4. ‘You’re stupid, lazy, bad etc’
When I was about six or seven years old, we started every school day with a hymn. I loved singing. It was joyous and energetic. One day as we were signing a teacher was standing next to me and when we finished she quietly commented ‘Oh dear, Olha, you can’t sing at all.’ After that I never sang in school assembly, I merely moved my mouth to look as if I was singing. In fact, I have never learnt to sing after all this time. That teacher (a very inappropriate label for someone who so demotivated a young child) had completely destroyed my confidence. The trouble is students, even teens and adults, tend to believe what teachers say. We are, after all, in positions of authority and who should know better than us?
If we tell a student they are stupid, for example, one of two things is likely to happen.

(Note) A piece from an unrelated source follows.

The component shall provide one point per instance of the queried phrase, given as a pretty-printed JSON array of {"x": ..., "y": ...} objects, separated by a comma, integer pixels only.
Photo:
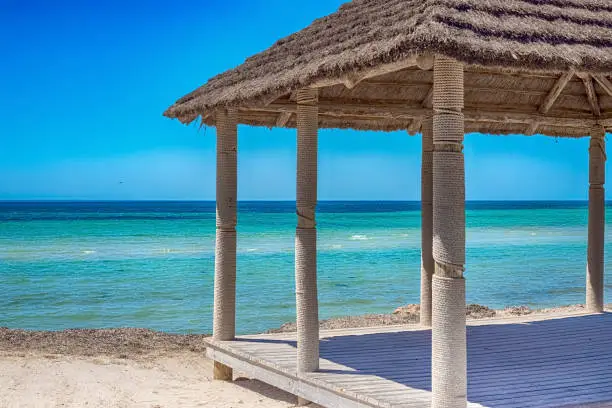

(A) They will NOT believe us but consider us a very bad judge of students, lose all respect for us and ignore us most of the time from then onwards. They will lose motivation in the lessons and over time justify our judgement.
(B) They WILL believe us, be dispirited and stop making any effort, believing it’s a waste of time. They will lose motivation in the lessons and over time justify our judgement.
So our words become self-fulfilling prophesies.
We must be careful what we say. That teacher told me I couldn’t sing fifty years ago. I still feel a great sense of being wronged. Why didn’t she try to teach me to sing? Why didn’t she encourage me? Why didn’t she appreciate my joy of singing? Why did she have to say something so negative?
We should be very careful about what we say to students. They do hear us. We can undermine our mission or we can make our positive messages stronger.